- 2
Anonymous American Photographer
Estimate
25,000 - 35,000 USD
bidding is closed
Description
- Anonymous American Photographer
- Visiting the California Grave of Solomon Harthorn
- 1/2 plate daguerreotype
- Half-plate
half-plate daguerreotype, sealed, cased, circa 1853
Provenance
Acquired from Joseph Buberger, New Haven
Exhibited
Oakland Museum of California, Silver & Gold: Cased Images of the California Gold Rush, January - July 1998, and traveling thereafter to:
Washington, D. C., National Museum of American Art, Smithsonian Institution, October 1998 - March 1999
Sacramento, Crocker Art Gallery, August - October 1999
Literature
Stanley B. Burns, Mirror Mirror: The Burns Collection Daguerreotypes (New York: The Burns Archive Press, 2012), pl. 61
Stanley B. Burns, Sleeping Beauty: Memorial Photography in America (Altadena, 1990), pl. 24
Drew Heath Johnson and Marcia Eymann, eds., Silver & Gold: Cased Images of the California Gold Rush (University of Iowa Press for the Oakland Museum of California, 1998), pl. 32
Catalogue Note
The mass migration to California of hungry fortune seekers at the height of the Gold Rush caused a catastrophic mortality rate from malnutrition, typhus, cholera, murder, and suicide.
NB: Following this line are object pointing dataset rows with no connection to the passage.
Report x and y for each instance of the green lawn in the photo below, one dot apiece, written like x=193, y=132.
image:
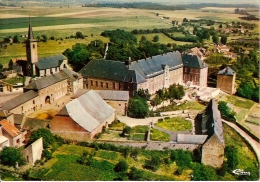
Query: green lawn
x=157, y=135
x=187, y=105
x=241, y=115
x=246, y=104
x=246, y=157
x=175, y=124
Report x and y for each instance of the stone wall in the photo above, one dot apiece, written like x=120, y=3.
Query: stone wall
x=226, y=83
x=213, y=152
x=33, y=152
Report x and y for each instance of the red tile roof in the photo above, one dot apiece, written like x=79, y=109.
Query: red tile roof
x=9, y=128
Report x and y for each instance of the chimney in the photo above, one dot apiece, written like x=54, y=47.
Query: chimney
x=128, y=62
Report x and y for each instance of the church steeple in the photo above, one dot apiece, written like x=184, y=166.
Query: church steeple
x=31, y=52
x=30, y=32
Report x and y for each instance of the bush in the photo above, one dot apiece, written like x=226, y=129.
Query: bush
x=10, y=156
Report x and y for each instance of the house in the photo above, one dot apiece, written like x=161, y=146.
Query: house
x=43, y=91
x=33, y=152
x=15, y=137
x=209, y=123
x=117, y=99
x=151, y=74
x=226, y=80
x=82, y=118
x=195, y=71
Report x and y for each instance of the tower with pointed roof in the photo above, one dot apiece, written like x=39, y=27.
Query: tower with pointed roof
x=226, y=80
x=31, y=53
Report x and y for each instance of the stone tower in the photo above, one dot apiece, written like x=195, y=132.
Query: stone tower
x=226, y=80
x=31, y=53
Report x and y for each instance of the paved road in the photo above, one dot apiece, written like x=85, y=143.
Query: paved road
x=254, y=144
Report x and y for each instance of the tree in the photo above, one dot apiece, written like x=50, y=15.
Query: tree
x=10, y=156
x=143, y=39
x=79, y=35
x=232, y=157
x=135, y=174
x=121, y=166
x=126, y=131
x=215, y=39
x=223, y=40
x=203, y=173
x=15, y=39
x=138, y=107
x=48, y=138
x=44, y=38
x=79, y=56
x=153, y=164
x=10, y=64
x=121, y=170
x=185, y=20
x=156, y=38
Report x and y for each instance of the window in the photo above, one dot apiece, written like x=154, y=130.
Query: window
x=114, y=85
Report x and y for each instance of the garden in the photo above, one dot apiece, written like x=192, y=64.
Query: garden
x=174, y=124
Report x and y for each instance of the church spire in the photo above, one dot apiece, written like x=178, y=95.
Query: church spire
x=30, y=32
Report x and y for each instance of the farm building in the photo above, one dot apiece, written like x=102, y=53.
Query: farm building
x=115, y=98
x=226, y=80
x=43, y=91
x=10, y=135
x=82, y=118
x=33, y=152
x=195, y=71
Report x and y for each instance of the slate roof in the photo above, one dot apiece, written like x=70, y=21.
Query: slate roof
x=20, y=99
x=34, y=123
x=193, y=61
x=214, y=121
x=50, y=62
x=227, y=71
x=109, y=70
x=195, y=139
x=50, y=79
x=154, y=65
x=10, y=129
x=114, y=95
x=89, y=110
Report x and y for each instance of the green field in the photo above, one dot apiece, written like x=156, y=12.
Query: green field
x=175, y=124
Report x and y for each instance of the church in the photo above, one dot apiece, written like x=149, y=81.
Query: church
x=39, y=67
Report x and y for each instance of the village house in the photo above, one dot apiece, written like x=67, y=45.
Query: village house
x=226, y=80
x=33, y=152
x=151, y=74
x=43, y=91
x=82, y=118
x=8, y=131
x=195, y=71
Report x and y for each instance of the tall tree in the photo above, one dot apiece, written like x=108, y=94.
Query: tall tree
x=10, y=156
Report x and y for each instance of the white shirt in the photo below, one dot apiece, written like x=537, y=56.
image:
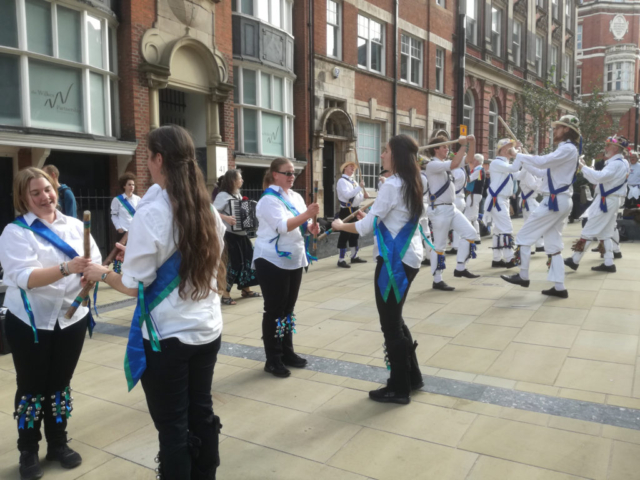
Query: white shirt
x=634, y=174
x=272, y=221
x=152, y=240
x=562, y=162
x=22, y=251
x=221, y=204
x=437, y=175
x=347, y=189
x=120, y=217
x=614, y=173
x=391, y=210
x=499, y=170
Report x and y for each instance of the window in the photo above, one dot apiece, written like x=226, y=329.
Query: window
x=468, y=112
x=370, y=44
x=333, y=29
x=47, y=82
x=579, y=37
x=619, y=76
x=517, y=42
x=496, y=31
x=539, y=43
x=263, y=113
x=411, y=60
x=493, y=128
x=566, y=73
x=439, y=70
x=472, y=21
x=369, y=152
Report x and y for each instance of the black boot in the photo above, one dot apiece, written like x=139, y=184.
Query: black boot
x=30, y=468
x=63, y=454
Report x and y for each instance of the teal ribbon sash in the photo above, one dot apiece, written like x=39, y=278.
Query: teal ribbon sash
x=167, y=280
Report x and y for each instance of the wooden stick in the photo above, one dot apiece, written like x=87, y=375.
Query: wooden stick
x=506, y=127
x=441, y=144
x=346, y=220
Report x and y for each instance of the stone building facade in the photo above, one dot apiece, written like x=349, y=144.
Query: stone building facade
x=608, y=36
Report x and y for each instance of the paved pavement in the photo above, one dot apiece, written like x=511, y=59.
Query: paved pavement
x=519, y=386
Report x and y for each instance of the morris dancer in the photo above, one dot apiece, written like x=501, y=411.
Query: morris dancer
x=350, y=195
x=497, y=203
x=475, y=187
x=123, y=208
x=394, y=219
x=603, y=212
x=174, y=265
x=39, y=253
x=279, y=255
x=444, y=215
x=549, y=218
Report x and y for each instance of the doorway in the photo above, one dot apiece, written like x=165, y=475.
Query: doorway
x=329, y=178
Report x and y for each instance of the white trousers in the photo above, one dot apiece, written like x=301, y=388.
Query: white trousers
x=549, y=224
x=444, y=218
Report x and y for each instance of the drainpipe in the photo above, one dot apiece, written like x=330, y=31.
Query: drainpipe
x=395, y=68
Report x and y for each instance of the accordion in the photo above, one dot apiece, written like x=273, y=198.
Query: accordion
x=244, y=211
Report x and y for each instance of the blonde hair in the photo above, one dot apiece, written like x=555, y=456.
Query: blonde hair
x=21, y=187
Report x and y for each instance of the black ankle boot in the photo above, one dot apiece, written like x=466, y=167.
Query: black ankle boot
x=30, y=468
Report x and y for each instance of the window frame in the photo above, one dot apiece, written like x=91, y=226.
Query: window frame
x=369, y=41
x=409, y=57
x=111, y=116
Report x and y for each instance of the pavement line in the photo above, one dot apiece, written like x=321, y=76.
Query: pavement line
x=504, y=397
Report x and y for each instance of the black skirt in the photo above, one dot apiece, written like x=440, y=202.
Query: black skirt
x=239, y=258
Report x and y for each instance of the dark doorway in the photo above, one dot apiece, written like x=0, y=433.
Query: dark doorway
x=329, y=178
x=6, y=192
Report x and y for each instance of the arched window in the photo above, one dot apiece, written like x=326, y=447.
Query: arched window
x=493, y=127
x=468, y=112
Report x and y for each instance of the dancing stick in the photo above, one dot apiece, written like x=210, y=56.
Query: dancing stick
x=346, y=220
x=114, y=252
x=506, y=127
x=441, y=144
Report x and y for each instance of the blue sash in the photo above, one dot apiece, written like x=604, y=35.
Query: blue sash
x=553, y=192
x=303, y=227
x=167, y=280
x=525, y=204
x=40, y=229
x=393, y=250
x=494, y=195
x=127, y=206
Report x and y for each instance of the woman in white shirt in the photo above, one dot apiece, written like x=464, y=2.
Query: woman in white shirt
x=279, y=256
x=394, y=219
x=173, y=264
x=238, y=246
x=42, y=256
x=123, y=208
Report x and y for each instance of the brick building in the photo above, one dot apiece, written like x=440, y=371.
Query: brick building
x=508, y=43
x=608, y=36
A contemporary account noted ‘Suicides caused by disappointment are as numerous as the deaths resulting from natural causes’ (quoted in Silver & Gold, p. 203). Graveside daguerreotypes offered often distant family last mementos of their loved ones. In the affecting half-plate daguerreotype offered here, the grave marker clearly reads ‘Sacred to the memory of Solomon Harthorn / late of Milford M. E. / He died Sept. 26, 1852 / Age 42 yrs.’
The Harthorn family were early settlers in Maine, noted in the first United States census in 1790. Solomon Harthorn married Julia Field in 1845 and they had at least one child, Albert, prior to moving West. Albert’s death certificate notes his father’s occupation as ‘laborer.’